With debate continuing to rage locally and statewide about reopening schools amid the COVID-19 pandemic, California health officials Friday released an interactive map to track the status of school reopenings.
The Safe Schools Reopening Map provides data on the status of reopening and safety planning for school districts, charter and private schools across California. Officials hope it will help communities and school staff evaluate their own reopening plans.
Schools will update their information every two weeks, and the California Department of Public Health will add data on reported outbreaks in each school district and information about whether schools have partnered with the Valencia Branch Lab for COVID-19 testing.
“As COVID-19 conditions continue to improve and vaccinations ramp up throughout the state, this map will provide local communities with accessible, up-to-date information on how districts in their communities and beyond are adapting to the pandemic, including safety planning and implementation,” said Gov. Gavin Newsom. “This map is one of many resources we have made available that will help school staff and families make informed decisions as we safely reopen our schools.”
The map was created through a partnership between the state, county office of education and the California Collaborative in Education Excellence. It can be accessed at maps.schools.covid19.ca.gov/public.html.
Newsom has said he is nearing an agreement with state legislators on his proposed $6.6 billion plan to expediting the reopening of school campuses, with sweeping safety measures, limits on numbers of students in classrooms and provision of protective equipment.

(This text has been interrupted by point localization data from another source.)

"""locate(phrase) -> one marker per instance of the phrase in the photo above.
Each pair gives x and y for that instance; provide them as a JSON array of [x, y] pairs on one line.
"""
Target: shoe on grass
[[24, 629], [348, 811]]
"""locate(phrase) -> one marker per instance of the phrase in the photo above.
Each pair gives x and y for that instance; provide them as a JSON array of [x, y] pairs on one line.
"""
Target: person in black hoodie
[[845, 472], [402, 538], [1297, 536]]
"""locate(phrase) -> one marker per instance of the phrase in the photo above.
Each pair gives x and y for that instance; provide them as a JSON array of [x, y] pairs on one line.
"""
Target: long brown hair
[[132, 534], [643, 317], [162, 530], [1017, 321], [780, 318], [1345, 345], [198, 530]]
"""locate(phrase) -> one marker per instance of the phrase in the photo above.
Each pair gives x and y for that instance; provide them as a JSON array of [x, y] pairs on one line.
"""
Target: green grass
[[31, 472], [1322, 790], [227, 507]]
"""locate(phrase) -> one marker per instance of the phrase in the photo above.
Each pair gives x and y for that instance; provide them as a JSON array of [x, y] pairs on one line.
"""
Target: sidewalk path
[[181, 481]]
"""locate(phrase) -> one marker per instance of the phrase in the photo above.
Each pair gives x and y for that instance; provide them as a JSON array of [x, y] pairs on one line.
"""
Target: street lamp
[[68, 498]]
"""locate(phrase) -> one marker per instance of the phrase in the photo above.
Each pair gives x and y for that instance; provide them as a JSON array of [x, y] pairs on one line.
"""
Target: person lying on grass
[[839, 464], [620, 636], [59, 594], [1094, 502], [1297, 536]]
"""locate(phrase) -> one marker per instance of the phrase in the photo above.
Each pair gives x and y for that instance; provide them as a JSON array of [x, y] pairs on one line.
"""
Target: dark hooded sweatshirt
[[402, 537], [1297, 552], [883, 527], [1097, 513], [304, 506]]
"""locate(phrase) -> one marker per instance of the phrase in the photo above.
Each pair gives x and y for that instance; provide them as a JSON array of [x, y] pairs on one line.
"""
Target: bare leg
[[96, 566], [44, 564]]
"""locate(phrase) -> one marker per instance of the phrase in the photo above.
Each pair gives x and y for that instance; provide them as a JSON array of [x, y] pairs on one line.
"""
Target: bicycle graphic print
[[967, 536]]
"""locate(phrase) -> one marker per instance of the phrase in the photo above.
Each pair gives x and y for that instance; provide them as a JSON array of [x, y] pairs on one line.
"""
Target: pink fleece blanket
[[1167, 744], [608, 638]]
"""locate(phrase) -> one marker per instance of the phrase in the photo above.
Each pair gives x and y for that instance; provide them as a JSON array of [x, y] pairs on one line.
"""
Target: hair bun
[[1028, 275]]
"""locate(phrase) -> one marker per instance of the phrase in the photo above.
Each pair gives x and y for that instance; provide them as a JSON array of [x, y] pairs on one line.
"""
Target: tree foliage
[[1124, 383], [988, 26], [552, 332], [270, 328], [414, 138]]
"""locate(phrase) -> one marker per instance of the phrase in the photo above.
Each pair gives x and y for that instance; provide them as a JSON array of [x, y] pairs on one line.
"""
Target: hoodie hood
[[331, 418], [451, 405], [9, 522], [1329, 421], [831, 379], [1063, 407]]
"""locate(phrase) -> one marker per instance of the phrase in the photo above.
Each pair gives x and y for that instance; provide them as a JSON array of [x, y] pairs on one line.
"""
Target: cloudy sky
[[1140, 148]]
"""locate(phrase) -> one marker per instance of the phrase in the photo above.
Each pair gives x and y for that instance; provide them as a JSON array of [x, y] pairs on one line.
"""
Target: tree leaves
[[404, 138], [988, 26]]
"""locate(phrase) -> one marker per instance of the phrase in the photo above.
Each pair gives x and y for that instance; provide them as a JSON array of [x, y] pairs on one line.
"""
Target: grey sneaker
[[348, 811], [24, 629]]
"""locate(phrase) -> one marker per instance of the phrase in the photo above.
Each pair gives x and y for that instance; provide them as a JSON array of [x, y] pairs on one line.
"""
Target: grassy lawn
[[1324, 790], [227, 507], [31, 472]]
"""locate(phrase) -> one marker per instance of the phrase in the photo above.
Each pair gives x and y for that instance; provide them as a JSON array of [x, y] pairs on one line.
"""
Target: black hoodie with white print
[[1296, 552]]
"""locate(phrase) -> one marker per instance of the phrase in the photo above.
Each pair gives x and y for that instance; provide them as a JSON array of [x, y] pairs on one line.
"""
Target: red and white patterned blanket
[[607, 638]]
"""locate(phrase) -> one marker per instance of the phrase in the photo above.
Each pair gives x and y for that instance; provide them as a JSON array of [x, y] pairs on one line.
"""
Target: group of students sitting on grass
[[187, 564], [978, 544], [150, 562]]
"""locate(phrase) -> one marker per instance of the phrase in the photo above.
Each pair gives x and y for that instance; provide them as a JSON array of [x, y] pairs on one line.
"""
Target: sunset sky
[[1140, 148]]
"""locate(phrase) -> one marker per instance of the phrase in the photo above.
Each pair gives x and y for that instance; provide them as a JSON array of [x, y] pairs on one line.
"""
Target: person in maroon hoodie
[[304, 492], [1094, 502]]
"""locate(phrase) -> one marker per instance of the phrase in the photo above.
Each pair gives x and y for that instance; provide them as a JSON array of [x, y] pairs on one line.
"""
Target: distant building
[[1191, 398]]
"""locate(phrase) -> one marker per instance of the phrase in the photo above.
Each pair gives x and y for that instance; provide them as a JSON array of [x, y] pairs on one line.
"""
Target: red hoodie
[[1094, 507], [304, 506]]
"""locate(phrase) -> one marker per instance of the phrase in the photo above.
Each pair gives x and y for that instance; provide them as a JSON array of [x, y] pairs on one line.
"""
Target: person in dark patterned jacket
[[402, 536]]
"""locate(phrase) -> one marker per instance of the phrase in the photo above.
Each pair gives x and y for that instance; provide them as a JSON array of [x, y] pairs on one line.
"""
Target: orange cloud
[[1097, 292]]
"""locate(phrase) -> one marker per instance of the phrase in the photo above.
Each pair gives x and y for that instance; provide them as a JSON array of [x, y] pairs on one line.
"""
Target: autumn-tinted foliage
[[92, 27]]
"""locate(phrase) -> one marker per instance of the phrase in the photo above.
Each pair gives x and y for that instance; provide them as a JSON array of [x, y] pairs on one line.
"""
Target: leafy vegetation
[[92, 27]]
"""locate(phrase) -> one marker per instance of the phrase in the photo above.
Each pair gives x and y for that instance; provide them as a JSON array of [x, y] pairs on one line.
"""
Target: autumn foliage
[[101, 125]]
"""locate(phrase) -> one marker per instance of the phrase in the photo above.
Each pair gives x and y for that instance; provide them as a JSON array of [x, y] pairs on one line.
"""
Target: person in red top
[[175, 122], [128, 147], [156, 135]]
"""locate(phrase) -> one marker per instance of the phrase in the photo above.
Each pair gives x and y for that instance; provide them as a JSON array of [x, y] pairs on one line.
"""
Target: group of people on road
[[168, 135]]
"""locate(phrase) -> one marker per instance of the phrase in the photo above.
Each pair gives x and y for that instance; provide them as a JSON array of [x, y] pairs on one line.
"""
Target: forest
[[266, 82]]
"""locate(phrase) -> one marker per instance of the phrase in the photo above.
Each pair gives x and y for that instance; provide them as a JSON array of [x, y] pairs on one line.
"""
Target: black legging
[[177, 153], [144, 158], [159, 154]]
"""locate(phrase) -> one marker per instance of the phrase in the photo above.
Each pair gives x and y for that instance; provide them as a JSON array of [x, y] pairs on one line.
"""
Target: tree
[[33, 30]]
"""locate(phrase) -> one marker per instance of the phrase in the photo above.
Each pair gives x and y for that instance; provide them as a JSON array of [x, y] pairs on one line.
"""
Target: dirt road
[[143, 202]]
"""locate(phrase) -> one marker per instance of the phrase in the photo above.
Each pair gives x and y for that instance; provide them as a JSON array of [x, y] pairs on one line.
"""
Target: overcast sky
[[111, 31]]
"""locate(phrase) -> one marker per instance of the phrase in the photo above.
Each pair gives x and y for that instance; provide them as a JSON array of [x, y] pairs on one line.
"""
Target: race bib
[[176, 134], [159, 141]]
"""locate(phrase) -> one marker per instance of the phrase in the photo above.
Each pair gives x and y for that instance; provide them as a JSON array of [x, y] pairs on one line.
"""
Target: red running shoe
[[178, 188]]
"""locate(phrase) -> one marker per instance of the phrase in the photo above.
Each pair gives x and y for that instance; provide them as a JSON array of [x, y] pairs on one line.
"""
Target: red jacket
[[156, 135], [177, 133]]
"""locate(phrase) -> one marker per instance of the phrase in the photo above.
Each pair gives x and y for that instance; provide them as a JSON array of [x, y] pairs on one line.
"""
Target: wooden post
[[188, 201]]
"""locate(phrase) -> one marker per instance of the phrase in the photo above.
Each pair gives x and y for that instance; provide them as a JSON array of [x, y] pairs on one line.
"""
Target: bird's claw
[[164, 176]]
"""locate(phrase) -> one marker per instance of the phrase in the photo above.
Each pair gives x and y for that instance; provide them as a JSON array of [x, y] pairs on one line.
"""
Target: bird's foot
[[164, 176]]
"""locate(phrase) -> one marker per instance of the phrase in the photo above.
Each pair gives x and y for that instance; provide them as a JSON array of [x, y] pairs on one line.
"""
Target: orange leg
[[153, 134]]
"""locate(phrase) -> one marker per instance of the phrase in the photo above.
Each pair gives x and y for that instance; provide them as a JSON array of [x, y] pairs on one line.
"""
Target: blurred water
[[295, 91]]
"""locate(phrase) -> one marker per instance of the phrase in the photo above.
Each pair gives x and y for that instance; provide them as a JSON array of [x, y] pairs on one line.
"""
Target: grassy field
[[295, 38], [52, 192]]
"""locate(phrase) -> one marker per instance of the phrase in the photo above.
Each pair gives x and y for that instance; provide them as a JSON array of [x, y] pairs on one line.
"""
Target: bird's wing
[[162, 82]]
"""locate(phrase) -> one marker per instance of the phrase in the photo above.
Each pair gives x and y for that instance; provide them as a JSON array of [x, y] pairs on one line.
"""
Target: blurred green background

But officials from several of the state’s largest school districts have balked at the governor’s plan, saying it falls short on funding for urban school districts.
On Friday, the U.S. Centers for Disease Control and Prevention released what it calls a roadmap of guidelines for the reopening of school campuses. The document urges local health officials to give “high priority to teachers in early phases of vaccine distribution,” but it says vaccines are not required for in-person learning.
“Vaccinating teachers and school staff can be considered one layer of mitigation and protection for staff and students,” according to the CDC document. “Strategies to minimize barriers to accessing vaccination for teachers and other frontline essential workers, such as vaccine clinics at or close to the place of work, are optimal. Access to vaccination should not be considered a condition for reopening schools for in-person instruction.”
Current state guidelines allow the reopening of school campuses for pre-kindergarten through sixth grade when a county’s COVID-19 average rate of new cases drops to 25 per 100,000 residents. The rate in San Diego County is currently 34.
The San Diego Unified School District has said it is ready to fully reopen as soon as declining case rates and increased vaccinations make it safe to do so. Vaccinations of teachers are expected to begin within two to three weeks in San Diego County.
City News Service contributed to this article.